Berlin > Papst Benedikt XVI. hat in seiner Rede vor dem deutschen Bundestag die ökologische Bewegung in Deutschland gelobt. „Ich würde sagen, dass das Auftreten der ökologischen Bewegung in den 70er Jahren zwar wohl nicht Fenster aufgerissen hat, aber ein Schrei nach frischer Luft gewesen ist und bleibt, den man nicht überhören darf und beiseite schieben kann, weil man zu viel Irrationales darin findet,“ sagte der Papst am Donnerstag im Bundestag. Inzwischen sei die Bedeutung der Ökologie unbestritten, die Menschen müssten auf die Sprache der Natur hören und entsprechend antworten.

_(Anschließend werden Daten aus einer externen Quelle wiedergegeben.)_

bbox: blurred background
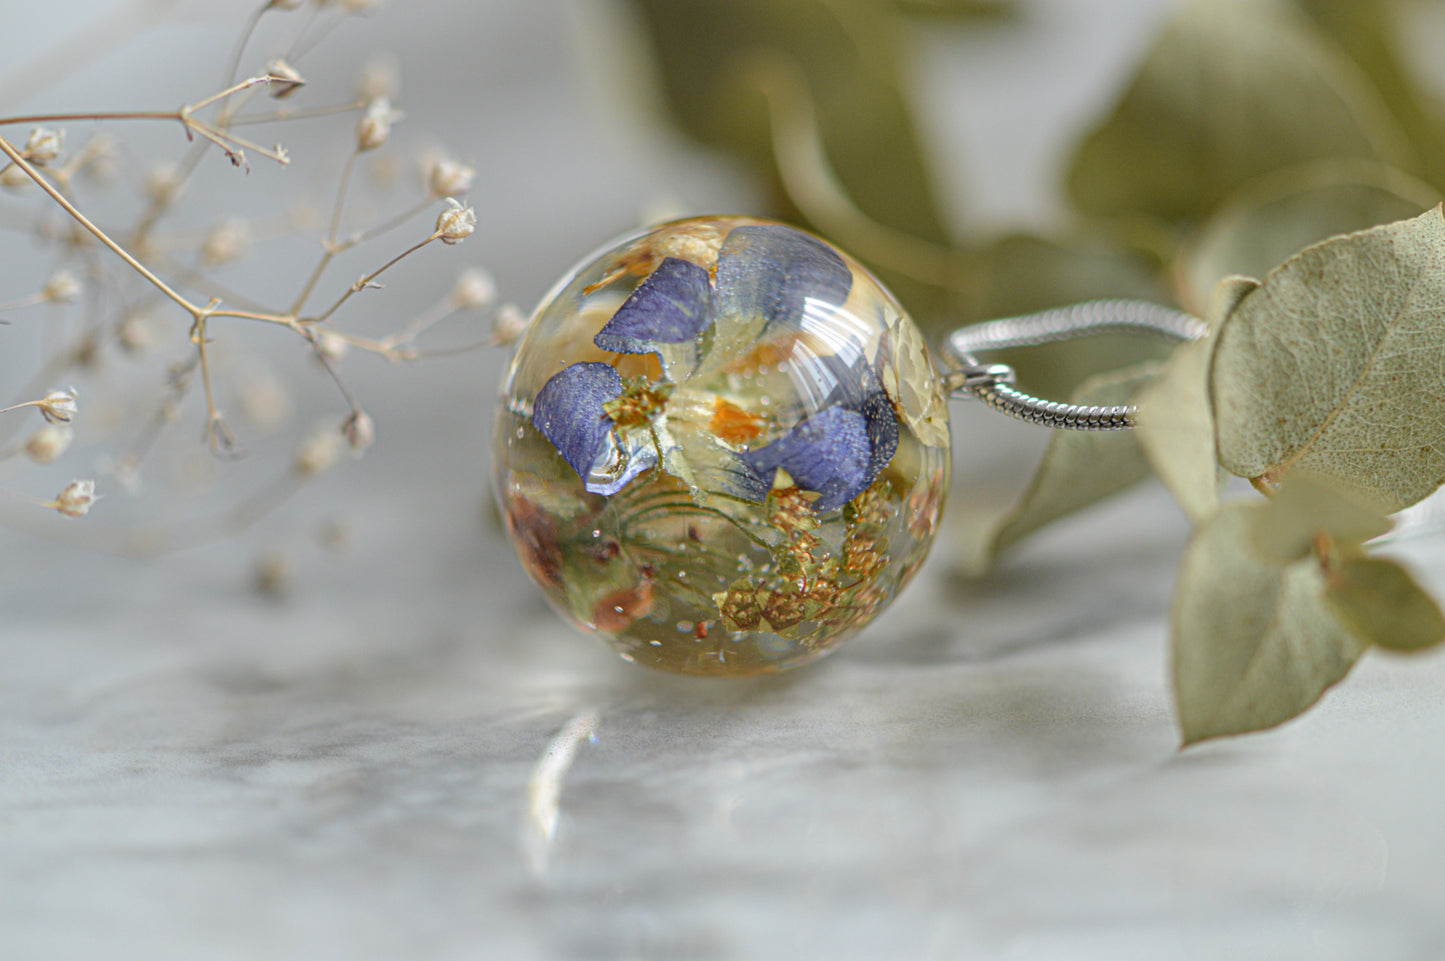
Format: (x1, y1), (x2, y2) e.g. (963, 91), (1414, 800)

Während die Abgeordneten und Zuhörer im Bundestag die Papst-Rede über weite Strecken mit ernsten Mienen und großer Konzentration verfolgten, löste diese Passage spontane Heiterkeit aus. So applaudierten die Grünen, von denen einige Abgeordnete die Papstrede im Vorfeld heftig kritisiert hatten, dem Papst spontan. Dieser schob zugleich aber nach: „Es ist wohl klar, dass ich hier nicht Propaganda für eine bestimmte politische Partei mache – nichts liegt mir ferner als das.“ Daraufhin gab es im Parlament erneut Gelächter und Applaus – diesmal vor allem von den Unionsabgeordneten.